Internet Drafts are draft documents valid for a maximum of six months
and can be updated, replaced or obsoleted by other documents at
any time. It is inappropriate to use Internet drafts as reference material
or to cite them as other than as "work in progress".
To learn the current status of any Internet draft please check the "lid-abstracts.txt"
listing contained in the Internet drafts shadow
directories on ftp.is.co.za (Africa), nic.nordu.net (Europe), munnari.oz.au
(Pacific Rim), ds.internic.net (US East coast) or ftp.isi.edu (US
West coast). Further information about the IETF can be found at URL:
http://www.ietf.org/.
Distribution of this document is unlimited. Please send comments to
the mailing list at www-webdav-dasl@w3.org, which may be
joined by sending a message with subject "subscribe" to www-webdav-dasl-request@w3.org.
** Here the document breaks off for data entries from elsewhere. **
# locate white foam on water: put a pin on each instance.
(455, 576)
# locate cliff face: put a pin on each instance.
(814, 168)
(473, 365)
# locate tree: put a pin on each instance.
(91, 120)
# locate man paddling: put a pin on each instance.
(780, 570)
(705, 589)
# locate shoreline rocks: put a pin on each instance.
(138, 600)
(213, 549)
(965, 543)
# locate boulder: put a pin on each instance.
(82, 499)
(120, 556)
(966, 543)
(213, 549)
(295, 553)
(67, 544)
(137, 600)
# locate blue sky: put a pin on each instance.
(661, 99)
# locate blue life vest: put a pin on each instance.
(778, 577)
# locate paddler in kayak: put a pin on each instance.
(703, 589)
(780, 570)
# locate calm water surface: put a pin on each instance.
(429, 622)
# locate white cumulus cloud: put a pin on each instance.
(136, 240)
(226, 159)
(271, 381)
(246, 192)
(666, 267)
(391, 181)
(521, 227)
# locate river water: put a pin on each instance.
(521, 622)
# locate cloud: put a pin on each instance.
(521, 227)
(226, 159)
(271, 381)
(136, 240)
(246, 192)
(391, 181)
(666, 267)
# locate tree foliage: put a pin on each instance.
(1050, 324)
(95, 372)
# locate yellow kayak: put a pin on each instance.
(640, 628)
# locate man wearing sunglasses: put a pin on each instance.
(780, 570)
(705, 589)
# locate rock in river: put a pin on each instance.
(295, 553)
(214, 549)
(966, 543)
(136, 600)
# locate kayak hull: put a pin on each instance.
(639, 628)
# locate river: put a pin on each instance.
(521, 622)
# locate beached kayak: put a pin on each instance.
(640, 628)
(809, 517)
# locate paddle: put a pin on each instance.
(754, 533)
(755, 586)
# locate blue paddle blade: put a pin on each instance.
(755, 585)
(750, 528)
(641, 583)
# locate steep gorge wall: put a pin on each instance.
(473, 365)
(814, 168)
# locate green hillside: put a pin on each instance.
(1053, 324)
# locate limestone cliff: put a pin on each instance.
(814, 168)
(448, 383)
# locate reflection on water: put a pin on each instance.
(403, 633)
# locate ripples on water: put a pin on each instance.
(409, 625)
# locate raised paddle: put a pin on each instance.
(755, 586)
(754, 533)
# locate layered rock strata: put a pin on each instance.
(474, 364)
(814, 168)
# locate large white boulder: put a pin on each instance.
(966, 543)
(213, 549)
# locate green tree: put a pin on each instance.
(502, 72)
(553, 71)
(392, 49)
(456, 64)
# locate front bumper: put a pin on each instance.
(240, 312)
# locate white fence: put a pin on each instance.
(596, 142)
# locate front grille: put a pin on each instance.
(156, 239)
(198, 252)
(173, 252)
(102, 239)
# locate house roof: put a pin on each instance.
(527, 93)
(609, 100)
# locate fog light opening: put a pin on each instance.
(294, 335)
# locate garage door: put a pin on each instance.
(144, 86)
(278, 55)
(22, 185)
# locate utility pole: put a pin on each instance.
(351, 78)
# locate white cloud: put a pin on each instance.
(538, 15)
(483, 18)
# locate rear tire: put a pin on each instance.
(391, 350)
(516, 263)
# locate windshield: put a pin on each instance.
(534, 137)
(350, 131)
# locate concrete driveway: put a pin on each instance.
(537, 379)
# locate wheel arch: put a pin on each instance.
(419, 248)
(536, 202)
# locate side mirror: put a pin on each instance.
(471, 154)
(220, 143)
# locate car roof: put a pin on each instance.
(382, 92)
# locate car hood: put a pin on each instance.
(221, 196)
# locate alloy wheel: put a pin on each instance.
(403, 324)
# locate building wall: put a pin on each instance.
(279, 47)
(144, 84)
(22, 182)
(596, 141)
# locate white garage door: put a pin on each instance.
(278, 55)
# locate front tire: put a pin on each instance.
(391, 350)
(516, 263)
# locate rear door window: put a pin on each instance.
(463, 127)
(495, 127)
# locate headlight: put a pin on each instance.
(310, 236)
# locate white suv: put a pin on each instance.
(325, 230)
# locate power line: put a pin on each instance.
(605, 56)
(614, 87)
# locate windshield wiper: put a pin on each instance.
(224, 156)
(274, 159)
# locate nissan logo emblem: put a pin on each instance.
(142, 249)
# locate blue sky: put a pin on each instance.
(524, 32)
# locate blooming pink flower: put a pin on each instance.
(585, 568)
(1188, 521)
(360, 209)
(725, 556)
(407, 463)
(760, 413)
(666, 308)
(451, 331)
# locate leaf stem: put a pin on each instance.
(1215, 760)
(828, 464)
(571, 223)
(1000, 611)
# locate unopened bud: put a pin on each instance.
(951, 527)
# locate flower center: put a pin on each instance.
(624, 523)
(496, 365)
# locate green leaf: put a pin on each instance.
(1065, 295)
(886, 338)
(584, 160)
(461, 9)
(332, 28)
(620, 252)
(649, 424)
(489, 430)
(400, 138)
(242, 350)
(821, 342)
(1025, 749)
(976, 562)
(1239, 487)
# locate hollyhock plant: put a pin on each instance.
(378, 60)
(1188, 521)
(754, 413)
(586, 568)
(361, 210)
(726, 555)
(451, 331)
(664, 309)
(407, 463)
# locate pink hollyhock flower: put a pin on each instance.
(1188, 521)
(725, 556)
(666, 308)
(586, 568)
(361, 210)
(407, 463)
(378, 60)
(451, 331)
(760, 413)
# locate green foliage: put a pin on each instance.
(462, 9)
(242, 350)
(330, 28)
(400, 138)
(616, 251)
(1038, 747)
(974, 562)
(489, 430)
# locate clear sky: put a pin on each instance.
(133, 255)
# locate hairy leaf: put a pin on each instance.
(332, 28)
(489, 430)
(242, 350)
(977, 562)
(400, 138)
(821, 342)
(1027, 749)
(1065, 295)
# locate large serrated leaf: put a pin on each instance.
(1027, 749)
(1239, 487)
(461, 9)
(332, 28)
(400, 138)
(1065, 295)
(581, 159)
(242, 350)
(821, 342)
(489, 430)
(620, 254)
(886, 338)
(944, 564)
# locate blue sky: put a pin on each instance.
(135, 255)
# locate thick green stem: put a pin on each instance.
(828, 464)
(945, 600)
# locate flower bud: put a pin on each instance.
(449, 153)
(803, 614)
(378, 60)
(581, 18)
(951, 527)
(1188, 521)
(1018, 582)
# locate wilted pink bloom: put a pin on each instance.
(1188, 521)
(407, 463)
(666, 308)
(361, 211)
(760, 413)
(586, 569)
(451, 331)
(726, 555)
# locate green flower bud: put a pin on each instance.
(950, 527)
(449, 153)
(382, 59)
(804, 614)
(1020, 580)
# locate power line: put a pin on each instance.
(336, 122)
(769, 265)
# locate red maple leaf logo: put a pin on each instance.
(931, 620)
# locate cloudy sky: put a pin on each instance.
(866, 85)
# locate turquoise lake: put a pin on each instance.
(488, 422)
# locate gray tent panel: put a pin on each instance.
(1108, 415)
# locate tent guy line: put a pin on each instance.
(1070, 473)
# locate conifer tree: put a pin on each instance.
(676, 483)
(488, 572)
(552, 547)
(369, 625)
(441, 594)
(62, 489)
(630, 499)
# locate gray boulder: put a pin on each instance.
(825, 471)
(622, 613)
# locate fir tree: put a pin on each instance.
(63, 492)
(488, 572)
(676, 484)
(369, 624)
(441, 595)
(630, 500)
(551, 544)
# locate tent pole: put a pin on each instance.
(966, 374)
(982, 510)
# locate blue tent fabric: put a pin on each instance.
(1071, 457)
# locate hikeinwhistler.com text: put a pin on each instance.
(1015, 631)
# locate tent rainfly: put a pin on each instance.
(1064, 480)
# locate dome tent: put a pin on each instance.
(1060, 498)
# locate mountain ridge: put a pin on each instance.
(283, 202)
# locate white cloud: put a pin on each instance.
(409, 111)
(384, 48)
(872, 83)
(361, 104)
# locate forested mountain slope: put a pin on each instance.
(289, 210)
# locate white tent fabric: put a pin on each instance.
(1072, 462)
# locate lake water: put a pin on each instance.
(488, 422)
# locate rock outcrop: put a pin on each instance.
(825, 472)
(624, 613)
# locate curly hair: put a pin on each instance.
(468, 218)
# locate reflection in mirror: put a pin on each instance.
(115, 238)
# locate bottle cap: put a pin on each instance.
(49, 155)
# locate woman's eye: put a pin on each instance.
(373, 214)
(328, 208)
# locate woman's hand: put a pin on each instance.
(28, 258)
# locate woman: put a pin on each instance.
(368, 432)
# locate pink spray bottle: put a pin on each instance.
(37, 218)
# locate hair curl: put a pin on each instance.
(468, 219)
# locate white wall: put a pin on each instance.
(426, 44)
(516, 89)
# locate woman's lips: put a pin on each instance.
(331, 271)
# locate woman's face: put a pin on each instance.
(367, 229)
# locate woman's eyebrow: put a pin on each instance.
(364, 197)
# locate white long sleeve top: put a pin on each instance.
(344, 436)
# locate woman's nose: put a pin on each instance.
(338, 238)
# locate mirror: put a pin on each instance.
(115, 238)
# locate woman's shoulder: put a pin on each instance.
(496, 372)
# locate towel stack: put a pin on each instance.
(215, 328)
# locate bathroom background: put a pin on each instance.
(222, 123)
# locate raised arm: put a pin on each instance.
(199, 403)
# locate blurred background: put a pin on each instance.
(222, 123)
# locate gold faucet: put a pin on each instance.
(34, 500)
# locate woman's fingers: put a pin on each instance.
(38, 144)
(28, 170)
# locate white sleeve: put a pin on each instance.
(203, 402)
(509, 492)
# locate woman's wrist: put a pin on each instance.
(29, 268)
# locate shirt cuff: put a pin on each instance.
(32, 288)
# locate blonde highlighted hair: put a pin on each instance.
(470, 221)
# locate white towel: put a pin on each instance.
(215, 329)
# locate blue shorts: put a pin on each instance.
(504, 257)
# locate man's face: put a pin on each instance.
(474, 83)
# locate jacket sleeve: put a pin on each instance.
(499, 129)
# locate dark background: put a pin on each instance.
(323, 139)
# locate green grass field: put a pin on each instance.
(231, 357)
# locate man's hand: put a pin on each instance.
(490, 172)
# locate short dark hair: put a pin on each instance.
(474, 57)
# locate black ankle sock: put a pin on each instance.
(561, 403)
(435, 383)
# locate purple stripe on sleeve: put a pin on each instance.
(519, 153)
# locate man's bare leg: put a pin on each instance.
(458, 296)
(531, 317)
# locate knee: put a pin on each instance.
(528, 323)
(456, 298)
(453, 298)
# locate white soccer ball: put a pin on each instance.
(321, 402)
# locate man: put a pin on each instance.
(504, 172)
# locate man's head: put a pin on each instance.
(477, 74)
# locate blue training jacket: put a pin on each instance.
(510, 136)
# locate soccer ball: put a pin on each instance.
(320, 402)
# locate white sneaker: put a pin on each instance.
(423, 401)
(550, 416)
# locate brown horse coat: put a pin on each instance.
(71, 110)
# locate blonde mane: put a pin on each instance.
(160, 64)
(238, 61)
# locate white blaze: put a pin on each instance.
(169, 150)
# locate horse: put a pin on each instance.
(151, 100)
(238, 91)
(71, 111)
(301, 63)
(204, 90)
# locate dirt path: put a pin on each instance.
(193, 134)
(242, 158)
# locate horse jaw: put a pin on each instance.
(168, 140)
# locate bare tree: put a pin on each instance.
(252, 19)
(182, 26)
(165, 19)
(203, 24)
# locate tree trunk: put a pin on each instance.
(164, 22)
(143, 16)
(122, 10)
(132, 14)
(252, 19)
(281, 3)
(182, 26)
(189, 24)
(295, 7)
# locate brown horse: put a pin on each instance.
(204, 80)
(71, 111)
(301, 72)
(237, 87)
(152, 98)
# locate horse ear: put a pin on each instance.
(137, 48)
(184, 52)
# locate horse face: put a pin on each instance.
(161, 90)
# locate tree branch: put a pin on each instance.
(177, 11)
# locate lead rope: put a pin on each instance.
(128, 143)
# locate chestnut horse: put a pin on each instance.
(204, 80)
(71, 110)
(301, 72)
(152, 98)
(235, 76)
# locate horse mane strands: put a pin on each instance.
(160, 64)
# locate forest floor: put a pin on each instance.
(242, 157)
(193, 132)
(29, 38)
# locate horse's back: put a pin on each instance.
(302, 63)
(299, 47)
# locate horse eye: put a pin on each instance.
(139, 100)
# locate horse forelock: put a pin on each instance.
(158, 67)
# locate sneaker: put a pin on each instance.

Discussions of the list are archived at http://www.w3.org/pub/WWW/Archives/Public/www-webdav-dasl.
Abstract
The Distributed Authoring and Versioning protocol [WEBDAV] defines simple
mechanisms to assign and retrieve values for properties. This document
presents scenarios for a WebDAV extension to support efficient searching
for resources based on WEBDAV properties and content. These scenarios are
intended to suggest some of the uses that DASL could be put to. This
may in turn motivate decisions on what is essential to DASL and what may
be considered extra.
1. Introduction
The scenarios below are intended to provoke discussion of what DASL should
and shouldn't do. It is not necessarily true that DASL should support
all of these or to what extent DASL should support them and to what extent
DASL is a small piece of what it would take to support them. At least
one is probably impossible. These scenarios should encompass most
of the sorts of things that we expect DASL to play a part in.
2. Scenarios
The scenarios below are roughly grouped into scenarios dealing with the
following topics: Document Management, Seeking Information, Navigation,
Controversial Scenarios, Document Management Alliance, and Various types
of documents DASL could search over.
2.1 Document Management
Search could be used to help keep track of what is going on with a set
of DAV resources. Some DASL queries that might help with this:
-
Search for all the documents that are locked.
-
Search for all the owners of locked documents.
-
Search for documents that have been locked for more than 1 week. [Though
desirable this is impossible since DAV does not record the time when a
document was locked]
-
Search for documents that have not changed in the last year.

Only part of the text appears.